Message Board Harassment; MyDoom Descendants; and Other Cyberspace Prospects and Suspects

Internet gambling ads aren't the only things bedeviling Yahoo in terms of litigation: The Web portal/search giant has been hit with a potential class action suit accusing it of sheltering anonymous users who harass message board users electronically. Filed Aug. 4 in Los Angeles, the suit by attorney Stephen Galton came after Yahoo refused to give him the name of message board posters Galton believes harassed him. Yahoo has yet to comment on the action, but Galton is seeking others to join him in the suit, posting his own message board comment that reportedly challenged an abusive posting and touched off what he called a "barrage of harassing, defamatory and abusive messages" from his original correspondent and other board users.

At least one analyst thinks the revived and short-lived MyDoom bug won't really hurt you anymore – but its descendants just might. CNET.com analyst Robert Vamosi says MyDoom.m may have had a short shelf life – it disabled some major search engines, though only long enough for the engines to trace and stop it – but it was one of a series of "test viruses" he says were written to test what might work and what won't work. "MyDoom.m and events such as the July 27, 2004 distributed denial-of-service attack that targeted DoubleClick and last month's Akamai attack make it clear, I think, that crackers are attempting to take down the Internet," Vamosi wrote in a new analysis. "Of course, they won't. The Internet links too many different types of computers and is far too robust to fail entirely. Nonetheless, popular sites such as Microsoft, Google, Yahoo, and Apple can go dark, and I predict we'll see more attacks like this in the coming months."

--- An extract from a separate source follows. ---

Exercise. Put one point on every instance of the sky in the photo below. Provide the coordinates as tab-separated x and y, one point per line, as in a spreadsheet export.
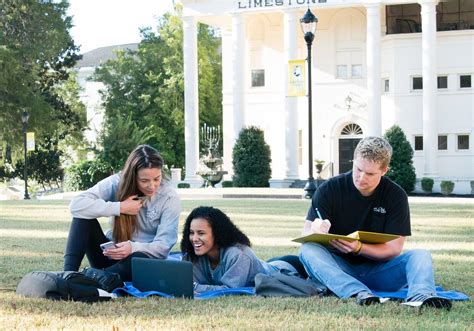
99	23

But hack defense is becoming a more acute issue these days, and one company thinks they have a pretty good way of shoring it up a little further, at least as far as the wireless Internet is concerned: stealth wallpaper, a kind that stops Wi-Fi signals escaping from a source without blocking mobile phone signals, developed by British defense contractor British Aerospace. "The technology is designed to stop outsiders gaining access to a secure network by using Wi-Fi networks casually set up by workers at the office," says New Scientist. "... [I]t is... the work of moments... for an outsider to breach [a] company's computer security using the Wi-Fi connection. Unless the Wi-Fi base station is protected by security measures that most amateur users would not bother to set up, it gives anyone up to 100 meters away the chance to bypass the corporate firewall and wirelessly hack straight into the network." BAE's anti-Wi-Fi wallpaper, the publication said, is made from a 0.1-millimetre-thick sheet of kapton, the same plastic used to make flexible printed circuit boards in lightweight portable gadgets like camcorders. The kapton is coated on each side with a thin film of copper – the element used to shield radar antennae from warships or aircraft.

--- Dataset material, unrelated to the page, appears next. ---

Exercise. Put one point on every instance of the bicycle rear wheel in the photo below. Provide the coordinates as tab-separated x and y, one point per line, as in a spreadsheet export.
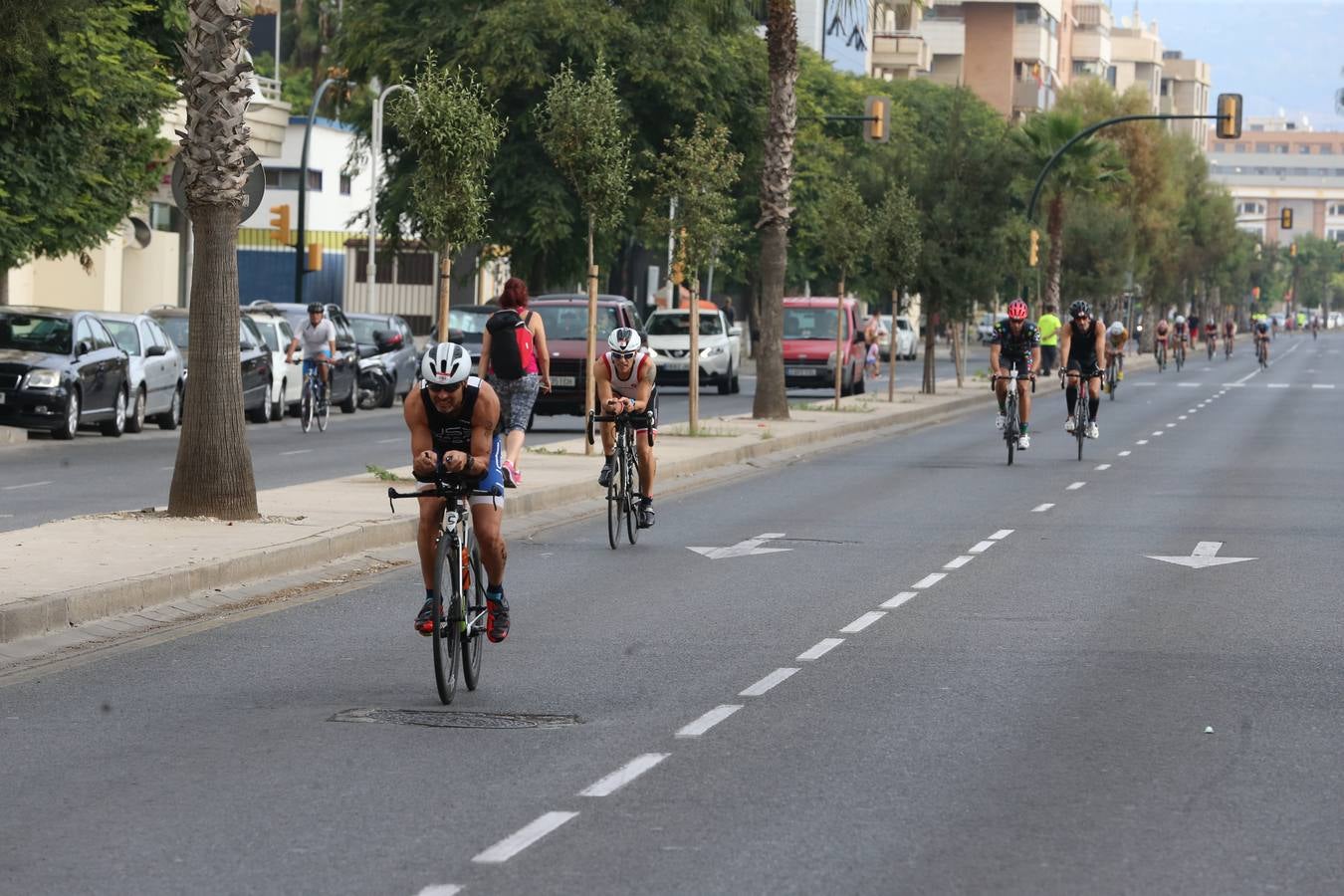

Speaking of defense, no one much beyond IBM, DaimlerChrysler, Novell, and AutoZone will have to worry about defending themselves against SCO Group litigation involving Linux. The company says they'll concentrate for now on the incumbent litigation with IBM, Novell, and AutoZone, with chief executive Darl McBride saying the results of those cases will determine whether or how SCO goes forward with future litigation. SCO contends Linux uses its Unix intellectual property elements and wants to establish and exert its control over Unix. McBride insists SCO can win the litigation.

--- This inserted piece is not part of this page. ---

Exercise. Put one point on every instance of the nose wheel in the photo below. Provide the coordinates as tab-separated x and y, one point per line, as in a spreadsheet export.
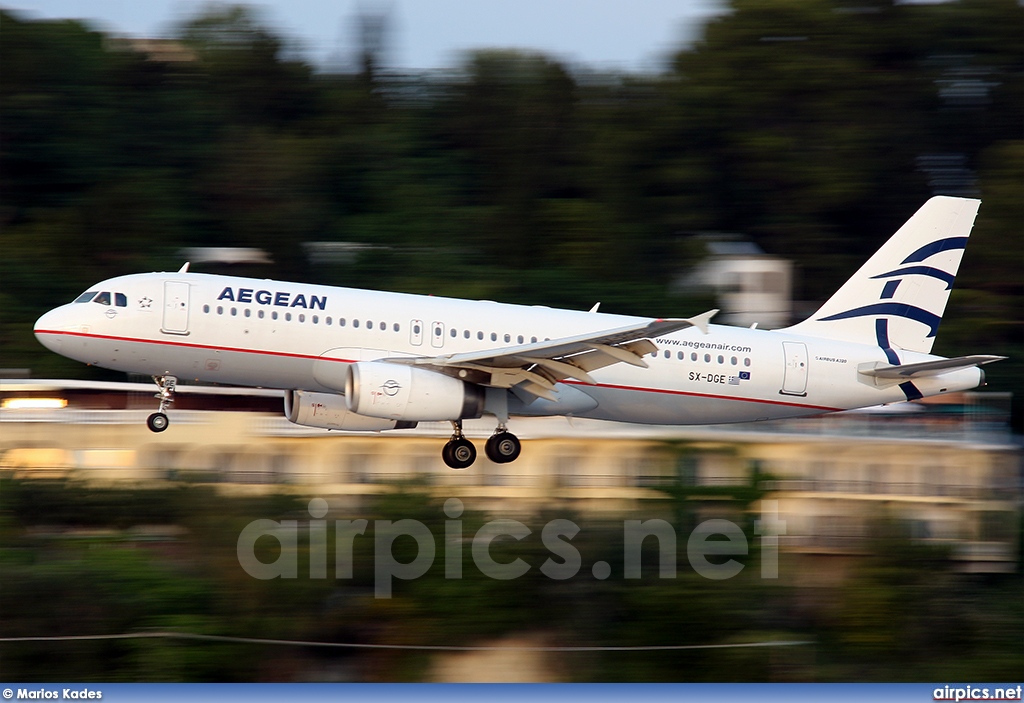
159	422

Microsoft wants to establish and exert a bigger foothold in the popular instant messaging market, and to that end it launched a beta test version of MSN Web Messenger Aug. 4. This is aimed at giving MSN Messenger users IM service with the kind of remote access available to competing IM service users – like America Online and Yahoo – for several years. A full release is expected later in the year, with the beta version mostly aimed at gaining feedback from users, Microsoft said.